As the ship squeaks under the A. Murray MacKay bridge, it gives bridge users a smoke bath.

A delayed arrival due to weather was the coastal tanker Algotitan. Since acquired by Algoma late last year, the former Chantaco was renamed and brought under Canadian flag January 11. It has now settled in to regular coastal voyages between Imperial Oil's Halifax depot, and Sydney, NS, CornerBrook, NL and Sept-Iles, QC.

It must have had a fairly lumpy ride along the eastern shore last night. It arrived at the Halifax pilot station at 0800 hrs ADT this morning, but pilot boarding was put off until 1500 hrs, perhaps due to sea conditions from the lingering effects of the storm.

The autocarrier Morning Peace put off its arrival from Southampton, UK, until 1030 hrs this morning when it made for Autoport. By the time it was ready to sail at 1800 hrs rain had moved in again and it was touch and go for a photo as it passed the Mauger's Beach light outbound for Manzanillo. 

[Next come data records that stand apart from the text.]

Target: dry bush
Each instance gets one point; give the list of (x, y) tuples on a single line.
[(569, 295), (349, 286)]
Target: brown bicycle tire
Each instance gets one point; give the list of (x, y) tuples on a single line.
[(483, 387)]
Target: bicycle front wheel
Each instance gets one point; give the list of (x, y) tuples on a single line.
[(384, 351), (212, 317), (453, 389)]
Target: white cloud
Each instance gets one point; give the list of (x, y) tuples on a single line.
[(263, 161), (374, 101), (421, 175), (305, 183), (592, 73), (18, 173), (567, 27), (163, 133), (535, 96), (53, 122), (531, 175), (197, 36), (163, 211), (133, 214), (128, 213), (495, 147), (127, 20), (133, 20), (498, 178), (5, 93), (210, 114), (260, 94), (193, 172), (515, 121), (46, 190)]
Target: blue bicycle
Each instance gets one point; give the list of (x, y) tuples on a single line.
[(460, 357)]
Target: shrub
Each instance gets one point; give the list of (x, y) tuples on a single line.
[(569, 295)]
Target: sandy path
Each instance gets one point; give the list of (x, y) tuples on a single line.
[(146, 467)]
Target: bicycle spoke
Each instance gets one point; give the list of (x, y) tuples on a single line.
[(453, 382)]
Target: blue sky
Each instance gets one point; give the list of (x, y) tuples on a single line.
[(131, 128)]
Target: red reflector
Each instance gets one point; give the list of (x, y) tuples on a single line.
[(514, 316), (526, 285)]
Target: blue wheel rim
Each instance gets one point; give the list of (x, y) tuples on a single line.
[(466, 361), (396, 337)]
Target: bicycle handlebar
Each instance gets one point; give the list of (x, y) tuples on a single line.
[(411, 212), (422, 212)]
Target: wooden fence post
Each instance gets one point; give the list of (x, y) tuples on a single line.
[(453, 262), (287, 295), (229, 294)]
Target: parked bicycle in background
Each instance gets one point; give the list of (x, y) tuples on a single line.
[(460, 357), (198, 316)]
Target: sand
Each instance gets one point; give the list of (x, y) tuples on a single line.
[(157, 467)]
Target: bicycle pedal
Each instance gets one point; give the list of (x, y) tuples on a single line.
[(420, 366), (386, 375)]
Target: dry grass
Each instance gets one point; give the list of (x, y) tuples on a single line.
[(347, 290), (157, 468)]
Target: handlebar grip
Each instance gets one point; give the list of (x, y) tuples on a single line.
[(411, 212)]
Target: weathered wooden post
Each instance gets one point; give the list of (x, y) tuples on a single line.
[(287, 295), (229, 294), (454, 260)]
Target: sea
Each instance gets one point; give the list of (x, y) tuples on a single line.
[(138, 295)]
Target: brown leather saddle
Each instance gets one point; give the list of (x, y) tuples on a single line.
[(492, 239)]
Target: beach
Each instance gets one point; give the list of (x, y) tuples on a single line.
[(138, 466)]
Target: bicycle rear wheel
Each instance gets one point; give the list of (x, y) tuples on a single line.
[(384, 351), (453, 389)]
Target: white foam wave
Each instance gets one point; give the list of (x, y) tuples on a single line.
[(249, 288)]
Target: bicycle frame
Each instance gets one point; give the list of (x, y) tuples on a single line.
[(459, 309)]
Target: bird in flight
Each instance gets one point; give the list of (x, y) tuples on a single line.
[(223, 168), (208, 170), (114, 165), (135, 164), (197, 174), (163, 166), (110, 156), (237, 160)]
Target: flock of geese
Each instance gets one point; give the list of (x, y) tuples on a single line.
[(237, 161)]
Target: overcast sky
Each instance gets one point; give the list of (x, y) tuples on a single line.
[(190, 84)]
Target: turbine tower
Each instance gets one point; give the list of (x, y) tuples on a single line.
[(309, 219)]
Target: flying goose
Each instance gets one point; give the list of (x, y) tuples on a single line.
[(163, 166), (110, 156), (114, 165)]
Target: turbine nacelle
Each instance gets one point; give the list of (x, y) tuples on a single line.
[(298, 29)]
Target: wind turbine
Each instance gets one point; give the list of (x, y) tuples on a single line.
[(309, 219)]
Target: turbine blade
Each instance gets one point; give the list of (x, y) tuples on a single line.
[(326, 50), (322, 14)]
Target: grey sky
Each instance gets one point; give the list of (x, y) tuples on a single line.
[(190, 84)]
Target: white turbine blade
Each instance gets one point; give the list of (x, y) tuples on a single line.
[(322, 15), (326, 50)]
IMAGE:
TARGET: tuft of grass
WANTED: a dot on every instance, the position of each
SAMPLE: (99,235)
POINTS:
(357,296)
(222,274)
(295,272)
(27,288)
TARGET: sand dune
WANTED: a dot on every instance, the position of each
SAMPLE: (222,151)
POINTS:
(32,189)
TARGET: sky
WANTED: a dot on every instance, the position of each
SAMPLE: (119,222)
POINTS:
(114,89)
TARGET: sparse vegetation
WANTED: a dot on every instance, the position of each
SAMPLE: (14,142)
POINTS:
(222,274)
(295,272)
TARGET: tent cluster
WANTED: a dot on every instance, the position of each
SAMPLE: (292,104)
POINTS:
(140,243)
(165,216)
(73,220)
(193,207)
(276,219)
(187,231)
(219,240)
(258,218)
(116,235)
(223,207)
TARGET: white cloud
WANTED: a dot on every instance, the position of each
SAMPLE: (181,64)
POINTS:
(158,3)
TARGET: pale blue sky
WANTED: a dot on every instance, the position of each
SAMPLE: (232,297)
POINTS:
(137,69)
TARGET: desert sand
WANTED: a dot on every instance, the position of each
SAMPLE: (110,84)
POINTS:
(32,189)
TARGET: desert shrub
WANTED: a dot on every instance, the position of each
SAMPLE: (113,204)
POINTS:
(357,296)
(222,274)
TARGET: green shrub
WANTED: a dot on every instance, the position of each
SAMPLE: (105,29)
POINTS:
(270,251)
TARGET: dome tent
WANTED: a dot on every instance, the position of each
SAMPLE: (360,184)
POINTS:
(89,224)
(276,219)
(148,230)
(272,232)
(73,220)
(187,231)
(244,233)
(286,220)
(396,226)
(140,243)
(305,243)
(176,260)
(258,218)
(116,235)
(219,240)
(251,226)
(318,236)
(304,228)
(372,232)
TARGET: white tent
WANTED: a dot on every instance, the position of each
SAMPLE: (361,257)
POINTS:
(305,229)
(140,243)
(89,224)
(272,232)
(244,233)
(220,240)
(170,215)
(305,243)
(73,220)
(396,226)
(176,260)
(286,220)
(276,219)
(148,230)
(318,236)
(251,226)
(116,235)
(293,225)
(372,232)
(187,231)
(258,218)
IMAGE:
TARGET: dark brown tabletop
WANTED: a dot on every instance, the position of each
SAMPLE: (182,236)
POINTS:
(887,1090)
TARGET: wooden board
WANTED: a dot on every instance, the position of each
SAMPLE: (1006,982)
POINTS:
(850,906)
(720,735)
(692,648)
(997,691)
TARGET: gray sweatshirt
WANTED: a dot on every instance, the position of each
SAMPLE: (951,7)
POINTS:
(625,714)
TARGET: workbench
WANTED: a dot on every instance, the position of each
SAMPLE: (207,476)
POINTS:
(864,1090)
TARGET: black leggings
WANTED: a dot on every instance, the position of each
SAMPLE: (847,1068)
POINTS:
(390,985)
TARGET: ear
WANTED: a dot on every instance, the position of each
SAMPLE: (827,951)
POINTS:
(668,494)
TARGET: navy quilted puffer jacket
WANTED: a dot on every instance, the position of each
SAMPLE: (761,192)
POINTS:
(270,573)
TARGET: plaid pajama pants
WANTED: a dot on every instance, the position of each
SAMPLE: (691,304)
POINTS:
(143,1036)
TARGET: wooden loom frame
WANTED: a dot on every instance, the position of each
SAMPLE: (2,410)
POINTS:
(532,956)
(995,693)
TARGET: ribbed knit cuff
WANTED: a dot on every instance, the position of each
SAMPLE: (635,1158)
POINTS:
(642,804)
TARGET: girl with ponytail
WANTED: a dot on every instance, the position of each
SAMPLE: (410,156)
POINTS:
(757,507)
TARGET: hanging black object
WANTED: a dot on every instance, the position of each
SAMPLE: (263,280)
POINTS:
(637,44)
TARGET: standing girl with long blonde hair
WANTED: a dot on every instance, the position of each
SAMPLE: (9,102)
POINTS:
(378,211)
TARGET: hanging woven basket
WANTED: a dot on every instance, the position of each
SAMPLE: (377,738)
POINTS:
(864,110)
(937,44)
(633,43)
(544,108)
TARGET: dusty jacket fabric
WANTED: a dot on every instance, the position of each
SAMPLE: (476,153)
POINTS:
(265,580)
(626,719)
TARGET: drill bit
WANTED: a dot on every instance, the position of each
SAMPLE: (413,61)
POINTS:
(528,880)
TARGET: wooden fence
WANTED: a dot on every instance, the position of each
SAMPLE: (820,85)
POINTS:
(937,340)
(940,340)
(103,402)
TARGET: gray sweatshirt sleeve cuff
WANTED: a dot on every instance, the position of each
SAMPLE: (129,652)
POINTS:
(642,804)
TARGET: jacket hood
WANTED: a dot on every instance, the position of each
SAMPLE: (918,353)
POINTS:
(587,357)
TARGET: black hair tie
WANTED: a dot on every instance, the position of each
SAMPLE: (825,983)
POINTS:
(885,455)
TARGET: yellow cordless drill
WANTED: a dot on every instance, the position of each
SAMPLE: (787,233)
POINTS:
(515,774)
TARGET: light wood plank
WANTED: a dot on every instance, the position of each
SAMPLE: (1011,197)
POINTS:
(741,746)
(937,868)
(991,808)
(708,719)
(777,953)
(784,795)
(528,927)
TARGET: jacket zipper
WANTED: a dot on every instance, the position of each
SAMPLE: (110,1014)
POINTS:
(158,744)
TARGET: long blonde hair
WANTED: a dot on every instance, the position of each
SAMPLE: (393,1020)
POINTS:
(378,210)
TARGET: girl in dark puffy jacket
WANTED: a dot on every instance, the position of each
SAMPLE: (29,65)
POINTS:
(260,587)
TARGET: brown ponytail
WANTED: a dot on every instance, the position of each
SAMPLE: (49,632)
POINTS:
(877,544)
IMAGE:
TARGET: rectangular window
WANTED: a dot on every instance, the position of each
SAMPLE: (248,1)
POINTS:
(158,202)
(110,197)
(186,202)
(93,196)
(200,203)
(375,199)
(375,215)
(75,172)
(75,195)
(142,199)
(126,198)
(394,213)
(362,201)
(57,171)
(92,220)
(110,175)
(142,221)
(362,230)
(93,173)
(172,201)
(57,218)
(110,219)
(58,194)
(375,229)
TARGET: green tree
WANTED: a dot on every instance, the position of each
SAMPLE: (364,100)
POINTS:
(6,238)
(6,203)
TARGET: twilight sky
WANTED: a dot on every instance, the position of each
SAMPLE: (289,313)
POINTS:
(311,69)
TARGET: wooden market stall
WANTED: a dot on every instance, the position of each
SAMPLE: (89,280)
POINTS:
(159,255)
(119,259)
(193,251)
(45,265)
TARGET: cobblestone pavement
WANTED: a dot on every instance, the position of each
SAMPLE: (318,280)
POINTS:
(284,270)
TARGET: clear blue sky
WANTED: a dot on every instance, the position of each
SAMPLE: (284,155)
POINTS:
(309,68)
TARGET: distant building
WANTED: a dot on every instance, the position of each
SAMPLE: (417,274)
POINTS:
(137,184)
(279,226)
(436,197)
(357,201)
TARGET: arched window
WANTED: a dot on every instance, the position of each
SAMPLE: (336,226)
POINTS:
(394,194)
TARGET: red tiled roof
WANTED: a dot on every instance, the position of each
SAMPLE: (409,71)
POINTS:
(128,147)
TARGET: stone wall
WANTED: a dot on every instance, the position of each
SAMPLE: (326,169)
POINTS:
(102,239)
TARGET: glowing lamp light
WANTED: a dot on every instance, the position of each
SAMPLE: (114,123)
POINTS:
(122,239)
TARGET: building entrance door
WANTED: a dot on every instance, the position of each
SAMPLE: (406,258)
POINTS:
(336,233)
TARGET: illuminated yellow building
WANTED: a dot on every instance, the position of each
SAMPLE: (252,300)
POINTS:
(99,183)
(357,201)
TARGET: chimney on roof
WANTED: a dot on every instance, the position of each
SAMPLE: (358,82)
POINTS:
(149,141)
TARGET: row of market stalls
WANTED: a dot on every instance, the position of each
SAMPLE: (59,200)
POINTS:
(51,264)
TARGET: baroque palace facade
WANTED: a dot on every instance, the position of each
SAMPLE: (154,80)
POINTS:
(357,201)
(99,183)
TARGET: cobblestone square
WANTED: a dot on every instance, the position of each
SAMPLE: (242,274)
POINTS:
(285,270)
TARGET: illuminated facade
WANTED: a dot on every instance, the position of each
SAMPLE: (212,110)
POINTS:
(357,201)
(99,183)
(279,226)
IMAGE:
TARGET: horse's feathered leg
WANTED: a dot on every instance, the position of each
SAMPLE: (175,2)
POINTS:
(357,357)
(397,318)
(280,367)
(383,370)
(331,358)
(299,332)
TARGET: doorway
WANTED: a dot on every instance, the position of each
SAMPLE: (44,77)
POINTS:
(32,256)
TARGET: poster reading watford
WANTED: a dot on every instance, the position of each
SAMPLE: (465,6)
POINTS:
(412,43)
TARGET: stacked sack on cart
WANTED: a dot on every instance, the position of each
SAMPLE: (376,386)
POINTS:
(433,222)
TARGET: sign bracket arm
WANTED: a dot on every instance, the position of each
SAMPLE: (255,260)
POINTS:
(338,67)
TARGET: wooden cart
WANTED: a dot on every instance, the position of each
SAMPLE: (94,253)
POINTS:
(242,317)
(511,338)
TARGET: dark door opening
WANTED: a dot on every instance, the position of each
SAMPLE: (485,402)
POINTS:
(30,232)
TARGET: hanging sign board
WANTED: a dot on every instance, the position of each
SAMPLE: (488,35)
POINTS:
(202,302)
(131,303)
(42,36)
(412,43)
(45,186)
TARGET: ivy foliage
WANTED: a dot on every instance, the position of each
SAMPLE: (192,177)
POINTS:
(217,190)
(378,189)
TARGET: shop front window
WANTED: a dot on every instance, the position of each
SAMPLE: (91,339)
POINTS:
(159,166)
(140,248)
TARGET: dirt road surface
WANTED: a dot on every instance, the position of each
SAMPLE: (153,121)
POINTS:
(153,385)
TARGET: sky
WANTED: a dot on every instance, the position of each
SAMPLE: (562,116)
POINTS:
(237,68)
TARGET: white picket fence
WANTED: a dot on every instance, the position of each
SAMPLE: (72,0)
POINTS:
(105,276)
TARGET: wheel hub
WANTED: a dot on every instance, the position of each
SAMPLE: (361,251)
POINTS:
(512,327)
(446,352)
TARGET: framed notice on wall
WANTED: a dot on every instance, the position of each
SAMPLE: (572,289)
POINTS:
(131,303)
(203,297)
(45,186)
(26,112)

 A 2017 product of Hyundai Samho, the 66,802 gt, 22,438 dwt ship has a capacity of 7,368 (or 7,549 - take your choice, depending on the source) cars.
An arrival of note was the new to Halifax CMA CGM Nouga from Montreal on the joint CMA CGM/ Maersk St-Laurent 1 service  (Bremerhaven, Rotterdam, Antwerp, Montreal, Halifax, Bremerhaven).
A dark and rainy arrival, but not as dark as it will be on departure at 0230 hrs.
CMA CGM Louga dates from 2018 when it was built by Jinhai Heavy Industry Co in Daishan County, China.The 29,316 gt, 34,694 dwt ship has a capacity of 2462 TEU and was built to the heavy 1A Baltic ice class. Until last year it was employed on a service to St.Petersburg, Russia and was expected to transit the Baltic Sea without icebreaker assistance. Its bridge wings are fully enclosed, and it no doubt has other features for winter navigation.
It is not clear if the ship will be replacing the EM Kea on the St-Laurent 1 service or if it has been added to Maersk's two ships Vayenga Maersk and Vistula Maersk to increase voyage frequency.